Several years ago, a customer had five or six brands of beer to choose from, and you had a choice of a six pack or a twelve pack! Times have changed, and so has packaging. You may choose from a long list of beers, and many bottle and pack sizes to boot. To get you off on the right foot, and perhaps even to confuse the issue a little, beer terminology starts off our beer section.
- ALE – An aromatic brew that is usually more full-bodied and bitter than “regular” beer produced from top-fermintation.
- ALT – Old-style Dark German beer, very similar to Ale.
- BARLEY – A cereal grain converted to malt that is one of the basic ingredients of beer.
- BITTER – A bitter tasting ale.
- BOCK – A strong, dark, heavy beer originally brewed in the fall as a winter warmer.
- CIDER – Made from fermented fruit (apples, pears, etc.) and not barley and hops. Cider is much sweeter than beer and is not bitter. A plus for most romantic drinkers is the fact that it does not leave a nasty aftertaste, but a mild taste of fruit.
- CREAM ALE – Usually a blend of layered beer and Ale.
- DARK BEER – Lager beer made by using roasted barley.
- DRAFT BEER – Traditionally meant Keg beer, but now also packaged beer.
- EXTRA SPECIAL BITTER (ESB)- Full body, strong, hoppy, and amber in color.
- GLUTEN FREE – Gluten is found in many common indredients of today’s diet. Most commonly associated with Barley and Wheat, gluten is found in beer and other alcoholic beverages as well as anything made from Wheat. Gluten Free Beer is generally made from Buckwheat, sorghum, or rice (Buckwheat is a completely safe ingredient, as it is a member of the Rhubarb family and unrelated in any way to Wheat). Despite the fact these are not the traditional forms of beer making, you will be pleasently surprised to find the taste of beers made from these indredients is excellent.
- HOPS – Natural, aromatic herbs that provide the level of bitterness in beer and acts as a natural preservative.
- ICE BEER – The process of icing beer is done by bringing the temperature of a batch of beer down to at or below the freezing point of water (32°F or 0°C), the greatest constituent of beer.
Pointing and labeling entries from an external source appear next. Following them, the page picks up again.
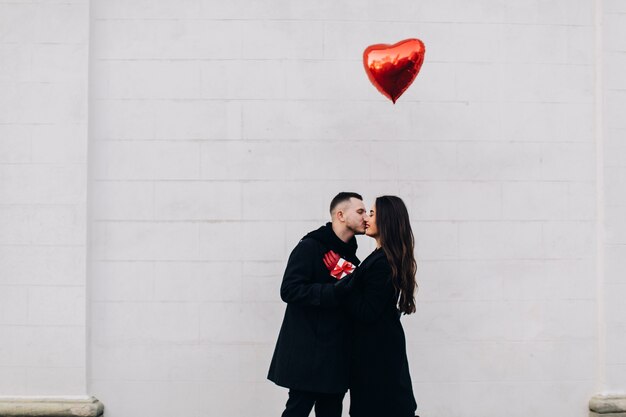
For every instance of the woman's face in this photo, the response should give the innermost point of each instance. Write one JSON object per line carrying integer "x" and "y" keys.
{"x": 370, "y": 223}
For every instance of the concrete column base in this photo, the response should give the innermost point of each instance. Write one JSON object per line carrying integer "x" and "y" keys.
{"x": 607, "y": 406}
{"x": 50, "y": 407}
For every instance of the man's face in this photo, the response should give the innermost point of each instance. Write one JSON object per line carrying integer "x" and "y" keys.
{"x": 354, "y": 215}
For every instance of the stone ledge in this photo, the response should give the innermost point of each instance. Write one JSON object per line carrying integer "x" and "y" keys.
{"x": 607, "y": 406}
{"x": 50, "y": 407}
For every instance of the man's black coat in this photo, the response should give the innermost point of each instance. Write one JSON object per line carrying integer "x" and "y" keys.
{"x": 313, "y": 348}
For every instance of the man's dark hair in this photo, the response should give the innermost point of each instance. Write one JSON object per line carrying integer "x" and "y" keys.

Because water freezes at a higher temperature than does alcohol, the water becomes frozen and the alcohol stays a liquid. Because of this, a layer of ice can be skimmed from the surface of beer (hence the name “ice” beer). This creates a concoction with a higher volume ratio of alcohol to water and therefore creating a beer with a higher alcohol content by volume.
- KEG – See our Keg Beer Tab.
- LAGER – Bottom-fermented beer that has been “lagered” (stored and aged) at near freezing for a few days to several weeks, depending upon the brewer. Most American and imported beers are lagers. Lagering improves both the taste and stability of beer.
- LIGHT BEER – Lager beer brewed to have lower levels of calories. They also generally have lower levels of alchohol.
- MALT – Spouted barley that is then kiln-dried. The type of malt determines the level of sweetness in the beer.
- MALT LIQUOR – A lager beer brewed to have high alcohol content.
- MALTERNATIVES – Malt beverages, essesitially beer, brewed and flavored. Examples are wine coolers, Smirnoff Ice, some margarita beverages among others.
- MICRO-BREW – Hand crafted, made with only traditional ingredients without chemicals. These beers are brewed and aged slowly to allow flavors to come through.
- NON-ALCHOLIC BEER – Required by law to be called “malted beverage”. They generally contain less than .5% alchohol. The alchohol is removed by interupting the fermentation cycle or through vacuum evaporation.
- PALE – Medium maltiness, high hop bitterness, and gold in color.
- PILSNER – A type of Lager beer, generally meaning light in color and relatively light in taste.
- PORTER – A style of dark beer that was popular in England two to three centuries ago. It resmebles a blend of Dark Ale and Stout.
- STOUT – A very dark type of Alt that is extremely malty in taste and slightly sweet.
- WHEAT BEER – Medium-body, cloudy or clear, fruity and spicy – low in alcohol.